Solies zögerte. Dem Tier entgegenzugehen, war vielleicht zu gefährlich. Offenbar hatte es sich von seinem Besitzer, der nicht zu sehen war, schon ein Stück entfernt, so daß man eigentlich nur warten mußte, bevor es gerufen wurde. Andererseits konnte gerade in dieser Wartehaltung eine noch größere Kampfansage liegen. Also versuchte Solies, das Tier gar nicht zu beachten und seinen Weg fortzusetzen. So sehr er sich aber bemühte, nicht hinzusehen und unbekümmert weiter zu laufen, konnte er den Blick doch nicht abwenden, was vielleicht von Vorteil war, denn schon nach den ersten vorsichtigen, fast in Zeitlupe vollzogenen Schritten bemerkte er, wie sich das Tier aufbäumend in seine Richtung streckte.

Mitten auf dem Berg, allein mit diesem Hund, wurde die Isolation, in die Solies hineingewandert war, in ihrer ganzen Ausdehnung fühlbar, so daß seine Ängstlichkeit, die er anfangs noch belächelt hatte, in etwas Größeres umschlug. Die Gefahr war zu präsent, als daß man sich einfach über sie hätte hinwegsetzen können, und da die Folgen weiteren Abwartens ebensowenig berechenbar waren, verfiel Solies auf die Idee, eine kleine List anzuwenden, indem er abdrehte und so tat, als würde er das feindliche Terrain hinter sich lassen. Da er freilich nicht vorhatte, seine Wanderung abzubrechen, zeugten seine Schritte von einer Unentschlossenheit, die dem Tier wohl nicht entging, denn immer, wenn er nach einer Weile umdrehte, um zu überprüfen, ob es noch lauernd dastand, war die Situation unverändert. Einmal schien es sogar, als wäre es ein Stück nach vorne gerückt.

Schließlich erreichte Solies die Biegung, hinter der er für den Feind unsichtbar werden würde. Noch während er beschloß, dort eine Weile zu warten, wich seine Angst einer gewissen Ärgerlichkeit über diese unwürdige Unterbrechung seines Vorhabens. Die festliche Andacht, mit der er sich seinem Ziel genähert hatte, wurde von einem Zustand abgelöst, in dem die nervöse Anspannung, die keiner Rechtfertigung bedurfte, neben einem Gefühl von Reue lag, das allerdings unerklärlich war, zumal jeder andere in seiner Situation ebenso gehandelt hätte!
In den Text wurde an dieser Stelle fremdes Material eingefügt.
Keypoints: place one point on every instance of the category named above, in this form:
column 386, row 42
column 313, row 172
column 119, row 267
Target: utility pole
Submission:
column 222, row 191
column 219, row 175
Unbewaffnet mit einem wilden Tier zu kämpfen – war es das, was dieser Morgen von ihm verlangte? Ungeduldig, fast unbeherrscht verließ er seine Deckung und bog wieder auf die lange Gerade ein. Dabei entging ihm nicht, daß der gravitätische Klang seiner Schritte von einem anderen, nun sehr alltäglichem Geräusch verdrängt wurde, das beinahe komisch war in der Abfolge monotoner Laute wie sie für Wanderer typisch sind.

Doch es blieb keine Zeit, über diese Feststellung in weiteres Grübeln zu verfallen: Solies hatte auf dem Weg, dessen Horizont endlich freilag und der sich unter seinem energischen Schritt biegsamer noch hob und senkte, kaum zwanzig Meter zurückgelegt, als das Tier plötzlich wieder dastand. Es war, als wäre es nicht einmal zur Biegung zurückgelaufen, sondern, einem Bollwerk ähnlich, das an die Bewegungen des Eindringlings gekoppelt ist, jäh aus dem Boden emporgerollt. Unwillkürlich, vor aller Überlegung, emotionslos beinahe, warf Solies seinen Körper herum und trat, als würde er von etwas Unsichtbarem gezogen, den Rückzug an.

Während er endgültig hinabstieg, blieb nicht einmal Raum für das Eingeständnis einer Niederlage oder einer Verharmlosung des Geschehens. Mit pastoraler Trauer, die jede Überlegung unter sich begrub, lief er von Serpentine zu Serpentine durch den Frühlingstag dem Tal entgegen.

Kamera!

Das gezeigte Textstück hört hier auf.